Running Ollama with older GPUs on CachyOS

TL;DR;

ollama-cuda on CachyOS comes (at this point in time) with support only for compute >= 7.5.

If you have older GPUs with earlier compute, you HAVE TO do one of 2 things:

Build ollama-cuda from source, with support for the older compute targets
Install ollama-vulkan

I chose ollama-vulkan and it’s working perfectly!

Story time

Today I had the inspiration to finally shut down my Windows 11 VM and migrate it to Linux.

The requirements were to be able to run:

Ollama - for local model magic
Docker - for remote development
Steam - for playing games
Jellyfin - for home videos archive

Now I am going to focus only on Ollama as it was an interesting experience and it got me wondering why things are not more obvious.

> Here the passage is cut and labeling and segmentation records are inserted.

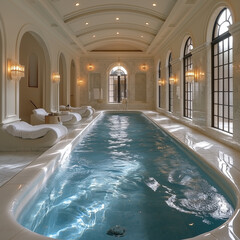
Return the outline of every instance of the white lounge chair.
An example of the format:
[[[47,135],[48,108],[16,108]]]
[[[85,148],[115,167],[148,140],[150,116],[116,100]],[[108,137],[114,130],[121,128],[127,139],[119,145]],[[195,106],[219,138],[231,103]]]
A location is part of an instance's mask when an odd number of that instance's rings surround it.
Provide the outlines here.
[[[61,124],[30,125],[17,121],[0,129],[0,151],[42,151],[66,136]]]
[[[95,109],[91,106],[71,107],[71,106],[59,106],[60,111],[71,111],[80,114],[83,118],[90,117],[95,113]]]
[[[49,116],[49,113],[46,112],[43,108],[37,108],[33,110],[33,114],[31,115],[31,124],[38,125],[45,123],[45,117]],[[72,125],[78,123],[82,117],[78,113],[72,113],[69,111],[63,111],[58,113],[58,117],[60,117],[61,122],[64,125]]]

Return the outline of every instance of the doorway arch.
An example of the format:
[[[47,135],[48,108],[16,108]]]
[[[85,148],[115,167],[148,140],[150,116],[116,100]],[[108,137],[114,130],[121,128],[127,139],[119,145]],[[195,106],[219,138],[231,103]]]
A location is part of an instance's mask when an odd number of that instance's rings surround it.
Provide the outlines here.
[[[127,70],[120,64],[109,71],[108,102],[120,103],[127,98]]]
[[[35,107],[50,110],[50,58],[37,33],[29,31],[22,35],[19,62],[25,66],[25,77],[19,83],[19,117],[30,122]]]

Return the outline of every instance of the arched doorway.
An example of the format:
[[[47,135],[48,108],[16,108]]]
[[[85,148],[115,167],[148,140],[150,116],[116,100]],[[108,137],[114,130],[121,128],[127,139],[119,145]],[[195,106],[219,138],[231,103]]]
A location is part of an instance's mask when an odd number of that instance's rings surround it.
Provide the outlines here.
[[[120,103],[123,98],[127,98],[127,70],[118,65],[109,72],[108,102]]]
[[[25,77],[19,83],[19,117],[26,122],[30,122],[30,116],[35,106],[48,110],[46,62],[50,61],[45,52],[46,46],[39,35],[26,32],[22,36],[19,61],[21,65],[25,66]]]
[[[59,83],[59,105],[68,105],[67,102],[67,67],[64,55],[61,53],[59,57],[59,74],[61,77]]]

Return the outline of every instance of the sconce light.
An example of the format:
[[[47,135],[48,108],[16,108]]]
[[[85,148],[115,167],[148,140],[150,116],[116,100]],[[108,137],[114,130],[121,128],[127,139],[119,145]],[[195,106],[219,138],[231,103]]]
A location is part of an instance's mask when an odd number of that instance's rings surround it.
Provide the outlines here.
[[[87,66],[87,69],[88,69],[88,71],[93,71],[94,70],[94,65],[89,63],[88,66]]]
[[[25,67],[20,64],[12,64],[8,61],[8,78],[12,80],[19,81],[25,76]]]
[[[195,72],[195,81],[202,81],[204,79],[205,73],[202,71],[196,71]]]
[[[185,74],[185,78],[186,78],[186,81],[188,83],[193,82],[194,81],[194,77],[195,77],[194,76],[194,72],[192,70],[187,71],[186,74]]]
[[[159,85],[159,86],[164,86],[164,85],[165,85],[164,79],[159,79],[159,80],[158,80],[158,85]]]
[[[141,64],[141,65],[140,65],[140,70],[141,70],[141,71],[147,71],[147,70],[148,70],[148,65],[145,64],[145,63]]]
[[[61,79],[61,76],[58,72],[55,72],[52,74],[52,81],[55,83],[59,83]]]
[[[81,78],[77,78],[77,85],[81,86],[83,84],[83,80]]]
[[[175,77],[170,77],[169,78],[169,84],[173,85],[174,83],[176,83],[176,78]]]

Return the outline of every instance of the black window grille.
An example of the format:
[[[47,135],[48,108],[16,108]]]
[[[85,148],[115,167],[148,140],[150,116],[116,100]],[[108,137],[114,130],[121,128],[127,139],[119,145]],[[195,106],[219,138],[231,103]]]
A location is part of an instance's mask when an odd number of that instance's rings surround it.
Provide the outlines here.
[[[184,48],[184,57],[183,57],[183,65],[184,65],[184,83],[183,83],[183,97],[184,97],[184,117],[192,119],[192,111],[193,111],[193,82],[187,81],[186,73],[189,71],[193,71],[193,63],[192,63],[192,51],[193,44],[191,37],[188,38],[185,48]]]
[[[212,37],[212,126],[233,133],[233,39],[228,31],[232,15],[224,8]]]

The machine has 2 GPUs in it:

GTX 1070 - 8GB
GTX 970 - 4GB

I wanted to run Ollama on them, to play around with local models and how I could integrate it in some projects. For example - anonymizing data locally, doing a non-destructive OpenClaw implementation that is fit for my use-cases, local OCR for documents that I scan with my phone, automating some things in the everyday management of a home.

So naturally I installed ollama and ollama-cuda as I have 2 Nvidia GPUs in there, expecting that it would work fine, as it was working on Windows just a few minutes prior.

I started Ollama, loaded qwen3:8b for the quick experiment and… it was running on CPU 🤔

The GPUs were perfectly capable to hold it in VRAM, but for some reason Ollama was choosing to run them on CPU.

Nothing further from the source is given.